Two Roads escalates legal fight with Biscayne 21 owners after Miami judge orders full building restoration

A long-running Edgewater condominium dispute enters a new phase
A legal battle over Biscayne 21, a 14-story, 191-unit waterfront condominium in Miami’s Edgewater neighborhood, has intensified after developer Two Roads Development initiated a new court action against a group of unit owners who previously blocked the company’s attempted condominium termination.
The dispute centers on whether the condominium could be terminated—an action that would allow demolition and redevelopment of the property—and what obligations exist to restore the building after years of litigation, vacancy, and deterioration.
How the takeover effort unfolded
Two Roads began acquiring units at Biscayne 21 in 2019 and gained majority control by 2022. The developer’s broader objective was to redevelop the site, and it pursued a condominium termination process after amassing sufficient ownership interests.
A group of “holdout” owners refused to sell and sued in May 2023, alleging that a developer-controlled condominium association improperly amended the condominium declaration to reduce the termination approval threshold. The case moved through appellate review, with the Third District Court of Appeal concluding that lowering a unanimous termination requirement would eliminate each owner’s effective veto and constituted an impermissible alteration of voting rights under the governing documents.
Florida Supreme Court action and the January 2026 restoration order
In October 2025, the Florida Supreme Court declined to take up the developer’s appeal, leaving the appellate outcome intact and narrowing the developer’s legal options on that front.
In January 2026, Miami-Dade Circuit Judge Thomas Rebull issued an order requiring Two Roads and related entities to restore the condominium and affected units to the condition they were in when the owners filed suit in May 2023. The order also required restoration of basic building functionality and oversight measures, including periodic reporting and an owner meeting tied to building status. Public reporting on the case has included repair cost estimates in the range of roughly $61 million to $65 million.

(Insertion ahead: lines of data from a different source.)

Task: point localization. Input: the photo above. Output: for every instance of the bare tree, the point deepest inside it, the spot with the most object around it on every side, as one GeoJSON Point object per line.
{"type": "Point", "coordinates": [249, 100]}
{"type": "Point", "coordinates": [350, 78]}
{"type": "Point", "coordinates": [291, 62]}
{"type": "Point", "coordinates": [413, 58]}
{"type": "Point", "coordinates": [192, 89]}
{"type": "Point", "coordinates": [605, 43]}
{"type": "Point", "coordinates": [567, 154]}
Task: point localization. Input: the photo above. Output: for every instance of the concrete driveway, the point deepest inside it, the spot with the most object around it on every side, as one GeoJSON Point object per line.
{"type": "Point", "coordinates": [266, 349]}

The developer’s new lawsuit: seeking equitable relief and termination
At the end of January 2026, an affiliate of Two Roads filed a new lawsuit seeking equitable relief that includes terminating the condominium association. The filing argues the building’s condition stems from long-term deferred maintenance predating the developer’s involvement and contends that restoration is economically impractical. The developer has also indicated that a court-ordered partition sale could be pursued if the court sides with its position.
Why the case matters beyond Biscayne 21
The litigation has drawn attention because condo terminations and buyouts are a recurring feature of redevelopment pressure across South Florida, particularly for older waterfront properties facing rising insurance costs, major repair needs, and stricter building-safety expectations. The Biscayne 21 dispute illustrates how condominium declarations—especially provisions governing termination and voting rights—can determine outcomes.
- Key legal issue: whether changes to termination thresholds unlawfully alter owners’ voting rights.
- Key practical issue: who pays to restore habitability after a termination effort stalls.
- Key market issue: the viability of redeveloping aging condo sites when unanimous-consent provisions remain enforceable.
The case now turns on whether the developer can obtain court-ordered relief that effectively ends the condominium structure, despite prior rulings preserving owners’ voting protections and requiring restoration.